| 研究概要 |
シャペロニンは,分子シャペロンの代表として細菌から高等生物に至るまで普遍的に存在し,蛋白質の細胞内フォールディングのために特化した蛋白質分子機械として働いている。シャペロニンは分子量約6万の蛋白質分子が14個から18個会合した二重リング構造を取っており,リング内に形成される直径約80Åのキャビティ内に標的蛋白質が閉じこめられて構造形成する。シャペロニンのこの驚嘆すべき作用にはATP結合によるアロステリックな構造転移とATP加水分解などが必要とされるが,その分子機構の詳細はまだ全く不明である。本研究の目的とするところは,熱量計などによる熱力学的測定とストップトフロー法による速度論的測定を駆使して,シャペロニンの作用の分子機構を物理化学的立場から定量的に明らかにすることである。以下の成果が得られた。

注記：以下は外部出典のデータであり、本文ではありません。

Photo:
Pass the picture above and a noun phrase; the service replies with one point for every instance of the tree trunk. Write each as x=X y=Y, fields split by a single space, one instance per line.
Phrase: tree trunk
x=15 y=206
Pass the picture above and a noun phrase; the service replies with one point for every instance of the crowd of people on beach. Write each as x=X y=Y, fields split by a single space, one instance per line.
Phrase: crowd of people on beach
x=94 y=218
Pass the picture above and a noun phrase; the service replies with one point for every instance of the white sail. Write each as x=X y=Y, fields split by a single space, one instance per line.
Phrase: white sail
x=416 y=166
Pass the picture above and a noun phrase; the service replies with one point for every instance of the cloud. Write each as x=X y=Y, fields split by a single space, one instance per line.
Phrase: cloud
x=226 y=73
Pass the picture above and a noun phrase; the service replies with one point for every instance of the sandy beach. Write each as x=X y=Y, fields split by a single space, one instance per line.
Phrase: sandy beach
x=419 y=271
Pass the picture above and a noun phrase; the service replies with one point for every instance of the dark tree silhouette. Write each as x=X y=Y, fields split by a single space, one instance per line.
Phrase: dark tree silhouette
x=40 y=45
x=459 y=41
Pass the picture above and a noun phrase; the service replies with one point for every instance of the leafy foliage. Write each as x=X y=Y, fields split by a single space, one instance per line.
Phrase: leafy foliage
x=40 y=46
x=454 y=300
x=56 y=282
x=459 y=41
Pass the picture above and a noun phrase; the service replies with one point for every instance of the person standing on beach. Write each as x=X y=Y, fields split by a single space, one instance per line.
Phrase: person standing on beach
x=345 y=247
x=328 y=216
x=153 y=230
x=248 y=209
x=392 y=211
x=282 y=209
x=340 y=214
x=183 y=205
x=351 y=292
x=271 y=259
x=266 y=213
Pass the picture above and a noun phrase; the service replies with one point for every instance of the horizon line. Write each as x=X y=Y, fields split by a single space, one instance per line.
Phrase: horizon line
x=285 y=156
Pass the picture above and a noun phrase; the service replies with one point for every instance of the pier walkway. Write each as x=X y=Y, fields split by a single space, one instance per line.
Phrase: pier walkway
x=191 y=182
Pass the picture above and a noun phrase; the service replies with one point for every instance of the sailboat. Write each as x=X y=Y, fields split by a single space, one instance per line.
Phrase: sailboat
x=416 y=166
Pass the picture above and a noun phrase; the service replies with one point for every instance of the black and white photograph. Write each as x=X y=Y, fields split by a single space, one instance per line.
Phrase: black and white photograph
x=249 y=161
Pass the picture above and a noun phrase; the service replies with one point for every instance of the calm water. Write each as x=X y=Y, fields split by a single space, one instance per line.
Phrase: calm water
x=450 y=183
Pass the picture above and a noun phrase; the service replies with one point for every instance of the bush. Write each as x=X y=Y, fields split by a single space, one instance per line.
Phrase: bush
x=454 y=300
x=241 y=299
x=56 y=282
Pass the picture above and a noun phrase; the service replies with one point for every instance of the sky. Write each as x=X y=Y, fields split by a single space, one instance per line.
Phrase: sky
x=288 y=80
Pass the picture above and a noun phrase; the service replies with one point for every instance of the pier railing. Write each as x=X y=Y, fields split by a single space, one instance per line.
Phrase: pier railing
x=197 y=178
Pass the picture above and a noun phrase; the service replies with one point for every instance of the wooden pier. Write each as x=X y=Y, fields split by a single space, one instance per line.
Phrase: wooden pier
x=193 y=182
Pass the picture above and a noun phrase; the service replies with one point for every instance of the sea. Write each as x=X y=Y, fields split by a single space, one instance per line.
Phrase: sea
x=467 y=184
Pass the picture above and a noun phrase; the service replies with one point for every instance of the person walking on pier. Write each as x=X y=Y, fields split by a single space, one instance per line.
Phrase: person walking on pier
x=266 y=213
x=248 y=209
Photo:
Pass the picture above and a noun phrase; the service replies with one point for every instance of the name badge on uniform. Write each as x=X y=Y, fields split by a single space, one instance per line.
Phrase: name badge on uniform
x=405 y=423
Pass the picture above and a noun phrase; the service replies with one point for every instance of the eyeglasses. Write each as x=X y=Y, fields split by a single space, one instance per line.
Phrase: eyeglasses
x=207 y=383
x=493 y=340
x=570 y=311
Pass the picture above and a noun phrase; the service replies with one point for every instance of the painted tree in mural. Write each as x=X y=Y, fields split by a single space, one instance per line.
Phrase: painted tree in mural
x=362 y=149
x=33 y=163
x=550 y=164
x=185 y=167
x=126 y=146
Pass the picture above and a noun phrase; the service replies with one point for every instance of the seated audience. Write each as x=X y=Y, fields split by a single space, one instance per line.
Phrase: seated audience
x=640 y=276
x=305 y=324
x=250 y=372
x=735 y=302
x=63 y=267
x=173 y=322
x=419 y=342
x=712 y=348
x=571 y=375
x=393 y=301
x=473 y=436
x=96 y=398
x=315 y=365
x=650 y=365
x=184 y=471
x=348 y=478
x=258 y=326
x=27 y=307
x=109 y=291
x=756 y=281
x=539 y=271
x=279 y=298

昨年度までの結果から、GroEL単一リング変異体を用いて、ATP結合によるアロステリック転移の速度論的解析を行い、GroELモノマーあたり二つのATP結合部位があることを示す結果を得ている。ATPにより誘起されるGroELアロステリック転移のADPによる阻害実験から、400μMATP-100μMADPの条件下では第二ATP結合部位がADPによって占有される。この条件下で、azido-ADPによる光親和性標識を行い、標識GroELを得た。蛍光性亜鉛錯体を用いて標識GroEL中のリン酸基の存在を確認できたので、第二ATP結合部位の存在が確認されたことになる。今後、第二ATP結合部位のアミノ酸配列上の位置を明らかにすることが必要である。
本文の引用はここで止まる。